Wednesday, January 29, 2014

Absent Even When Present

I woke up today to an email from a friend, someone I’ve spent time with recently, but didn’t realize how absent I’ve been even when I’m physically present.

I felt so disconnected from my friend, and I didn’t understand it. It just seemed as though our conversations weren’t taking place between the two of us. Rather than me saying something and my friend responding, I was speaking, my friend was speaking, but the two conversations didn’t have anything to do with the each other.

I talked about it in etiquette class last night. How sometimes rather than listening when we’re in the midst of a conversation, we’re planning what we’re going to say next.

I gave the kids a topic, football (easy this week, right? Especially if you live near Denver). They were tasked with starting a conversation, answering the person who spoke to you, then turning and starting another conversation with the person on the other side of them. Even with so few kids, it was amazing how off-topic the conversation got. When it reached me, I answered the young woman next to me, and then said, "What’s your favorite color?" to the person on my left. He opened his mouth to speak and then said, "Wait. What?" Good for him to catch the abrupt change before he spoke, however, it was clear he was planning on what he was going to say, rather than focusing on what I was saying.

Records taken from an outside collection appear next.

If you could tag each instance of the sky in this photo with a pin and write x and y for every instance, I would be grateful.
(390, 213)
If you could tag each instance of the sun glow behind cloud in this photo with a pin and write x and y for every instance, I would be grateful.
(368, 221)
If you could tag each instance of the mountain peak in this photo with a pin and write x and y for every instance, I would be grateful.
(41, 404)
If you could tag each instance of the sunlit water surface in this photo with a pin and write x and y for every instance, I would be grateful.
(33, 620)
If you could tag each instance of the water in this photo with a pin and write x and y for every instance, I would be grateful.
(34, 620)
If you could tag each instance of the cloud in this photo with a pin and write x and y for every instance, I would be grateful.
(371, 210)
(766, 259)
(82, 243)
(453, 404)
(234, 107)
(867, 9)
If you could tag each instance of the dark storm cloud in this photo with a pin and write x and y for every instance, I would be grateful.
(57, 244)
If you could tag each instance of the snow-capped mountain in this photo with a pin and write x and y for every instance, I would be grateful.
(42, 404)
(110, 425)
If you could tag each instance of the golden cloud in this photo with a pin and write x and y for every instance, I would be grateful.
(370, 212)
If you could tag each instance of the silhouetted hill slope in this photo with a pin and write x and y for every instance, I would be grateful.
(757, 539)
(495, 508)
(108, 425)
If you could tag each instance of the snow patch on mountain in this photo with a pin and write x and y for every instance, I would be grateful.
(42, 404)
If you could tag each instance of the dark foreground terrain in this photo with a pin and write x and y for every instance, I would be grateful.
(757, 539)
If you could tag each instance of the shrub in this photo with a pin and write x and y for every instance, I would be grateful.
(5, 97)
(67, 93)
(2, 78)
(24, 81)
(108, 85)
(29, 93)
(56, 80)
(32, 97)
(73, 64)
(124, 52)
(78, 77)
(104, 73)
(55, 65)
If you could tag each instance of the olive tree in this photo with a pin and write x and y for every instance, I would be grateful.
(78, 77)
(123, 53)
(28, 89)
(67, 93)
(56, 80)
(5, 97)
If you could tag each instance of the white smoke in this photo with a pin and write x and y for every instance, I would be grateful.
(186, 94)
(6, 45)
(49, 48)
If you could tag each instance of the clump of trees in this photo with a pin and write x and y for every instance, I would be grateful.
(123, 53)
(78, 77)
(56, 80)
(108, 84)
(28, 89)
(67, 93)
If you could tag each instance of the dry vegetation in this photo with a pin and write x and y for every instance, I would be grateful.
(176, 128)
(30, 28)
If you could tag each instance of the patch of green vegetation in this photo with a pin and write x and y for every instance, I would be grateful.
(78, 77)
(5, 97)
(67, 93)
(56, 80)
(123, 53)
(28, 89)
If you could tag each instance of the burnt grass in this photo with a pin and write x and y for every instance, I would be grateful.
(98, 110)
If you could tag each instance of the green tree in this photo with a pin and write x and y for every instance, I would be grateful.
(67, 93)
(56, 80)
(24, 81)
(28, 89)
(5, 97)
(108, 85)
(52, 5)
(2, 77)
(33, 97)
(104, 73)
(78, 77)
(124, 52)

I’ve been guilty of this the last two weeks. Things have been so hectic, so crazy, that I haven’t been present, even when I’m physically so. I’ve accused those around me of being disconnected, when all the while, it’s been me. And when it was pointed out to me, I was stunned.

I’ve been a lousy friend, but I plan to change that. I’ve been a lousy wife and mother, expecting life to just continue, whether I was fully engaged or not. I plan to change that too. It’s amazing how a situation can change when I just pay attention, give attention, be present. The emptiness I’ve been feeling dissipates, because they emptiness that was within me, was of my own making.